Details of the deal were not immediately available but it is believed the mainly North African protesters will get temporary permits.
More than 100 protesters had been taken to hospital and some were being treated for acute kidney failure.
Many of the hunger strikers had lived and worked in Greece for years.
Despite not achieving all their aims, the protesters - illegal immigrants and asylum seekers - are claiming victory over the government, our correspondent says.
They wanted the state to stop treating them like illegal immigrants and grant them permanent residence status as well as work permits.
The Greek government will be relieved that the hunger strike is over.
The state was highly embarrassed by images of migrants lying listlessly in a central Athenian building surviving on sugared water.
Ministers were terrified that one or more of the protesters might die.
The compromise was reached after a public prosecutor instructed state doctors to take all necessary medical actions to prevent the strikers from dying.
The prospect of forced feeding helped to concentrate minds.

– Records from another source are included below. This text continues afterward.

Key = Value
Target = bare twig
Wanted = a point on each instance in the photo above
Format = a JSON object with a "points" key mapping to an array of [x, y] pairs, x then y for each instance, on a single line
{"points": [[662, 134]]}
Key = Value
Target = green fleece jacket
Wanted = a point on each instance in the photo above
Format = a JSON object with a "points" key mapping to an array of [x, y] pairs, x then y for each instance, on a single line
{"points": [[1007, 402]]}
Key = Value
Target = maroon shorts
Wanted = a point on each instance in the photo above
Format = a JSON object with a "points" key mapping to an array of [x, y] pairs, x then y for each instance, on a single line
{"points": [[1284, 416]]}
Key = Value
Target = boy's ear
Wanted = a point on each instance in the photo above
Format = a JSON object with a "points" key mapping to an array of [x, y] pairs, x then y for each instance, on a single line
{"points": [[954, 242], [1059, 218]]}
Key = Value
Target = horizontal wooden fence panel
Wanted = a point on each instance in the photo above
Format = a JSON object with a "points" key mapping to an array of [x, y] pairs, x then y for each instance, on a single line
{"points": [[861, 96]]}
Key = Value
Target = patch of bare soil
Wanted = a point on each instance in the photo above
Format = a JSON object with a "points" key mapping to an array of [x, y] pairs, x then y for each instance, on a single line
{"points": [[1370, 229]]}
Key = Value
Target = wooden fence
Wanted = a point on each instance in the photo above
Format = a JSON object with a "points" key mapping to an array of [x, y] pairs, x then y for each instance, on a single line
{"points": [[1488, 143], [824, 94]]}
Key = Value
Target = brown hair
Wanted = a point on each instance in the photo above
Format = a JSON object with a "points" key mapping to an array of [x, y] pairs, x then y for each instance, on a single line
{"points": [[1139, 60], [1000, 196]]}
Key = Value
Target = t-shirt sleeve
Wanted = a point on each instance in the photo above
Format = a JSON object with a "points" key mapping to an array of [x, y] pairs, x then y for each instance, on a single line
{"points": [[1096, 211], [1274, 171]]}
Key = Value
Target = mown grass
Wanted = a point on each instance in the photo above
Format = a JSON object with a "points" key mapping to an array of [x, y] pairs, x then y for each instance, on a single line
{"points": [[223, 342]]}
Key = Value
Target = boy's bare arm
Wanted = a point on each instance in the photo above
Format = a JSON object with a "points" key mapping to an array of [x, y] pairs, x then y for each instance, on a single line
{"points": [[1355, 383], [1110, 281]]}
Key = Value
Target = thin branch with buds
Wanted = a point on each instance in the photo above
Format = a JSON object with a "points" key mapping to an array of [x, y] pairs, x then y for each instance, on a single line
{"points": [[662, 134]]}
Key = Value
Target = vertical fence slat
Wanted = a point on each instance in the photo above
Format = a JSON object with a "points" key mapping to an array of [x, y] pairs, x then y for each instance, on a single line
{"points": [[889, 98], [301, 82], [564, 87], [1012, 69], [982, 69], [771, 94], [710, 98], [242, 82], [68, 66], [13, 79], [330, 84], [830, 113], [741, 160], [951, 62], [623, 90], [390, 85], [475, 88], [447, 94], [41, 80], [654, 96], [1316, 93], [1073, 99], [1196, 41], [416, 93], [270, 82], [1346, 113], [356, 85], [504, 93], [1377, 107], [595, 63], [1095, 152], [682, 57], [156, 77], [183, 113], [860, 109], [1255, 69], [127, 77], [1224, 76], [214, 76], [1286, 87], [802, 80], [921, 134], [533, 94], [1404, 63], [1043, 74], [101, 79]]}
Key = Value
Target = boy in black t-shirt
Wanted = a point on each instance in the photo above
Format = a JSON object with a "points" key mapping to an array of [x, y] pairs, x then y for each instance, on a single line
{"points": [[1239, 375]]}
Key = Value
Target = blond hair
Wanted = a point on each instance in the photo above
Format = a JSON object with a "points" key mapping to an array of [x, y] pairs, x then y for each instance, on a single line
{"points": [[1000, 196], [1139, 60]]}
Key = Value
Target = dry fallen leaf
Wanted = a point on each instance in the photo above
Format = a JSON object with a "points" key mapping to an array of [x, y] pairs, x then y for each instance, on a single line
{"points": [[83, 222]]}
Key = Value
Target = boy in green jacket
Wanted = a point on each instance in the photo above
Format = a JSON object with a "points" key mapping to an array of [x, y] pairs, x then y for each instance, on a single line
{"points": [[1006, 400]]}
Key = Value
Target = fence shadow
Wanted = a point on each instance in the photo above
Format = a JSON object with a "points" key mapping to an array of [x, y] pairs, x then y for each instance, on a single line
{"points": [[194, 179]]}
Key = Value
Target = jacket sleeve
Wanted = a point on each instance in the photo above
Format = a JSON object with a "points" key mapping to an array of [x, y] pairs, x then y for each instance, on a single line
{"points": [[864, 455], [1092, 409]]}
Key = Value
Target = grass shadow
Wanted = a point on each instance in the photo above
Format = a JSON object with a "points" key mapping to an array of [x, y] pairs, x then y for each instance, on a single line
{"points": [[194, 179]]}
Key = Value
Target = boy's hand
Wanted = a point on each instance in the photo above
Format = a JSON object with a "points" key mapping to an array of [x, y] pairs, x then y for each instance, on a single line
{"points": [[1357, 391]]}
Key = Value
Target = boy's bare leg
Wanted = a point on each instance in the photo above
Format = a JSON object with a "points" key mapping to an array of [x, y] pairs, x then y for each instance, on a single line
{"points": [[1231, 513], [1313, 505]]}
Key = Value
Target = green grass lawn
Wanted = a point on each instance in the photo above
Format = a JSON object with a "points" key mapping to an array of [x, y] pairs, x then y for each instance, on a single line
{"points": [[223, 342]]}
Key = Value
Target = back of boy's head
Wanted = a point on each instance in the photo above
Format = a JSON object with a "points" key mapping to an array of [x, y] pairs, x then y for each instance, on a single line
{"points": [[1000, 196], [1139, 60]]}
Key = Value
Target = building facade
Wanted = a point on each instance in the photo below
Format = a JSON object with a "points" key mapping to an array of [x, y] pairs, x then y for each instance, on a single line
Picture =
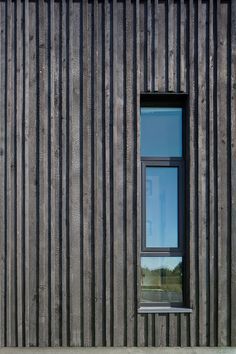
{"points": [[73, 76]]}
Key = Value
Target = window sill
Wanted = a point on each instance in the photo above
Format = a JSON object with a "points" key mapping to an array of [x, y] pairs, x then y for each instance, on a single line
{"points": [[146, 309]]}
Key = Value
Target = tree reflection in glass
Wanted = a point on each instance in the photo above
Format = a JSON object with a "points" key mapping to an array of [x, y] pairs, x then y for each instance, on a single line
{"points": [[161, 279]]}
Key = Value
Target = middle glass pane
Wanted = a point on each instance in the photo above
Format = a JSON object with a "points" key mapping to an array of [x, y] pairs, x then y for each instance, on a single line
{"points": [[161, 207]]}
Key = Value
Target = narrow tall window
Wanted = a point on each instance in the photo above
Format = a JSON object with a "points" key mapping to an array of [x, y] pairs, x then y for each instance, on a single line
{"points": [[162, 160]]}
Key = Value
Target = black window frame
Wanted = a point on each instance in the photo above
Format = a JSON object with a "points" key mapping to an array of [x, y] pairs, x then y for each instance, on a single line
{"points": [[168, 101]]}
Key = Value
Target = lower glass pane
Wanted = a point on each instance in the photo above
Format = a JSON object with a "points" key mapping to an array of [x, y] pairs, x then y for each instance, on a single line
{"points": [[161, 279]]}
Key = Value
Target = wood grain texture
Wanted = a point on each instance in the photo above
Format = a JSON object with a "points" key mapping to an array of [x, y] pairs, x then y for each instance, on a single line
{"points": [[71, 75]]}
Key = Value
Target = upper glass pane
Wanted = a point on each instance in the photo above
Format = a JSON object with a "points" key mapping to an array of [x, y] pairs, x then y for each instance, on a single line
{"points": [[161, 132], [161, 279], [161, 207]]}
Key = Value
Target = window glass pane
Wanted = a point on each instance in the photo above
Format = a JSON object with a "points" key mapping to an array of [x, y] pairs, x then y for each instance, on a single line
{"points": [[161, 132], [161, 207], [161, 279]]}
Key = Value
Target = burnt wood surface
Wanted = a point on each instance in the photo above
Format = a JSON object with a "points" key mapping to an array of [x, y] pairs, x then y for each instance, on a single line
{"points": [[71, 75]]}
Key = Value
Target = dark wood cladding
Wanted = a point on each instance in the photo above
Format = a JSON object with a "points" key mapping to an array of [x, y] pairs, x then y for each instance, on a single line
{"points": [[71, 74]]}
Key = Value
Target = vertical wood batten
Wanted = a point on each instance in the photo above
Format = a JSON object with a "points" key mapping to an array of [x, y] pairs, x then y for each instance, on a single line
{"points": [[87, 275], [63, 170], [32, 176], [233, 172], [108, 169], [162, 36], [212, 176], [147, 40], [10, 249], [172, 29], [98, 98], [43, 189], [3, 159], [183, 46], [56, 19], [138, 38], [223, 305], [26, 187], [18, 163], [155, 49], [119, 180], [54, 318], [202, 176], [192, 175], [75, 194], [129, 127]]}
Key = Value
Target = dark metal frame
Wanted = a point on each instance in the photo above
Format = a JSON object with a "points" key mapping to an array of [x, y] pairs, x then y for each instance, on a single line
{"points": [[167, 101]]}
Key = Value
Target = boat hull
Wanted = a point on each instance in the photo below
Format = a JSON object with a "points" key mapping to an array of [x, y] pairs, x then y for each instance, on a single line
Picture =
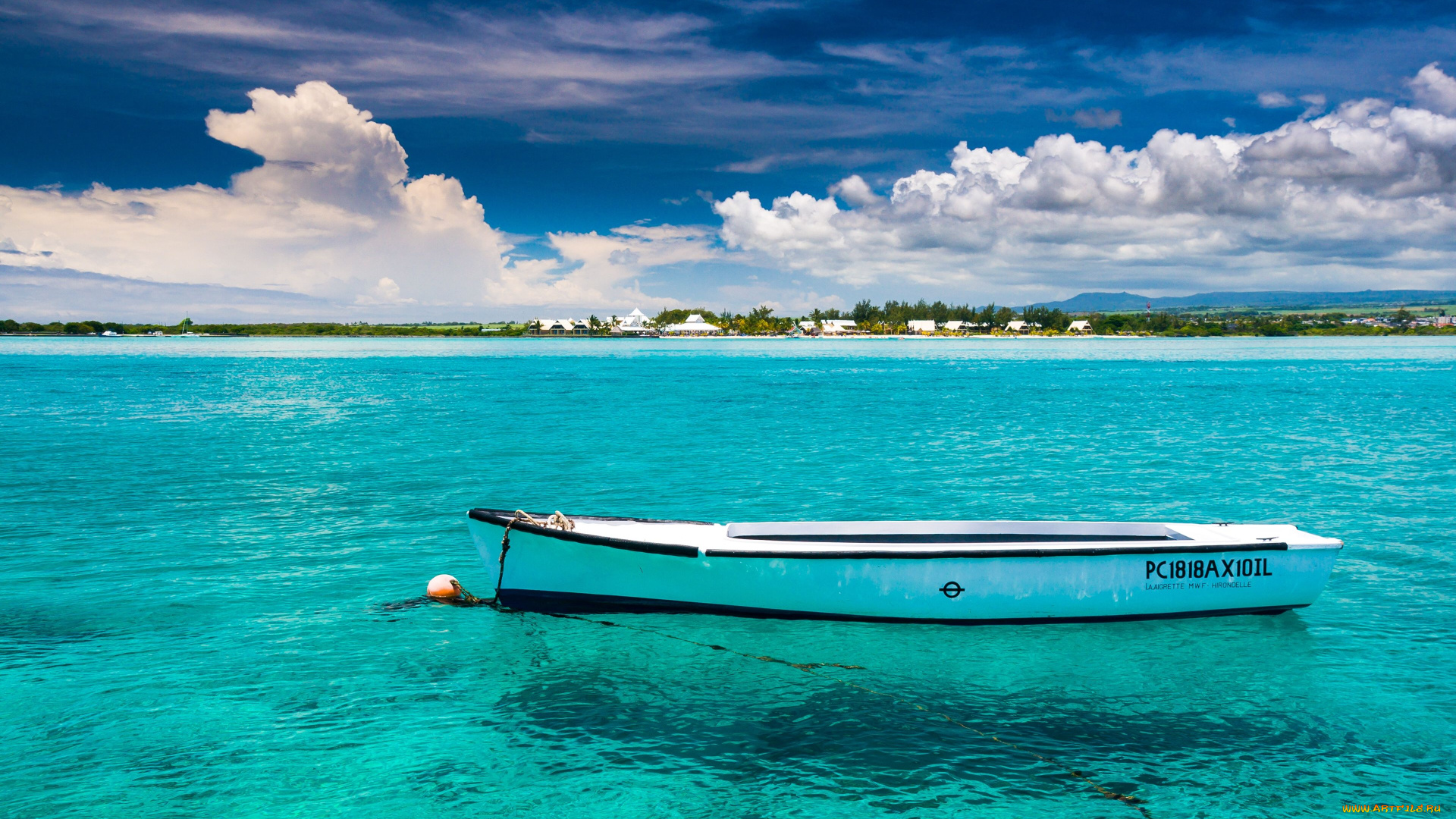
{"points": [[564, 573]]}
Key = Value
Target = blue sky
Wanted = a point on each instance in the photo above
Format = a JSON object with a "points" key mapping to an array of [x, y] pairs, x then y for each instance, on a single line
{"points": [[577, 118]]}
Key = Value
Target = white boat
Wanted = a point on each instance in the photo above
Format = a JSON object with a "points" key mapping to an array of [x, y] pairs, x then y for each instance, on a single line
{"points": [[962, 572]]}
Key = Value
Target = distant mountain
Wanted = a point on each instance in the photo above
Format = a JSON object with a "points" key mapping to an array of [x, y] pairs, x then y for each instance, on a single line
{"points": [[1285, 299]]}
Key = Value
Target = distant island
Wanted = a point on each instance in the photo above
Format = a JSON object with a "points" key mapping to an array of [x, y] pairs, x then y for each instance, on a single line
{"points": [[1421, 312]]}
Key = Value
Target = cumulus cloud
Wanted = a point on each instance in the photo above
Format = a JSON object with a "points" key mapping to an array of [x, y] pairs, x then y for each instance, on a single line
{"points": [[1435, 91], [1274, 99], [331, 213], [1365, 193]]}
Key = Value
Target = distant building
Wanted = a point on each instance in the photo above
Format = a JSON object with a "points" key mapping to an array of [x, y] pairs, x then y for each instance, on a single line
{"points": [[695, 325], [561, 327], [635, 324]]}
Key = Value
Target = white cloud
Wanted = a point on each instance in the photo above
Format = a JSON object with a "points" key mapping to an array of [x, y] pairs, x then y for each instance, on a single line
{"points": [[1362, 196], [331, 213], [1274, 99], [601, 270], [1435, 91]]}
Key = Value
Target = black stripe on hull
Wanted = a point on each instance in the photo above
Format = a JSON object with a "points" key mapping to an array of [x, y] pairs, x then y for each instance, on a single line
{"points": [[573, 602], [941, 554]]}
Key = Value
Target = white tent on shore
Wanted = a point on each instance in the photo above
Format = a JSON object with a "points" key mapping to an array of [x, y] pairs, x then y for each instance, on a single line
{"points": [[695, 325]]}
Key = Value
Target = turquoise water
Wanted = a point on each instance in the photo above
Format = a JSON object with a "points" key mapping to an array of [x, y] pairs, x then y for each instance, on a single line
{"points": [[202, 538]]}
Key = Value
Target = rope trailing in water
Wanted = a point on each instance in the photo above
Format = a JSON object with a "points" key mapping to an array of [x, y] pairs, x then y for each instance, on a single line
{"points": [[557, 521]]}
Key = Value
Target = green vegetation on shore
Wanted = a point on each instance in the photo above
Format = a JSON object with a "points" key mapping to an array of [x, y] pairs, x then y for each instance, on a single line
{"points": [[275, 328], [890, 318]]}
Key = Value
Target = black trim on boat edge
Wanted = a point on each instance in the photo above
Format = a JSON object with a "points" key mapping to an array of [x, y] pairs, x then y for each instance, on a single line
{"points": [[1163, 548], [501, 518], [573, 602]]}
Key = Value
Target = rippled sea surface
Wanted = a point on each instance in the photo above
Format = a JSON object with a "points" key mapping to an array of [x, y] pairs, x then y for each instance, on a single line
{"points": [[202, 541]]}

The government now appears to have persuaded them to accept a compromise under which they will have temporary residence permits that will be automatically renewed every six months while individual cases are investigated.
Residence permits are necessary in Greece to receive social insurance payments, and because unemployment has risen steeply as a result of the economic crisis, the number of people requiring welfare has also increased.
The end of the hunger strike will do little to alter Greece's international reputation for dealing with asylum seekers, our correspondent says, as it rejects 99% of all claims.
Greece has become the main transit point for illegal migration into the European Union. In the first six months of 2010, it reported 45,000 illegal border crossings into its territory.
In an October 2010 report by UN special rapporteur Dr Manfred Novak, Greece's asylum system was described as "dysfunctional".
Dr Novak said that many of Athens' police stations were being used as detention centres for migrants and although the Greek government wanted to improve the situation it lacked the funds to do so.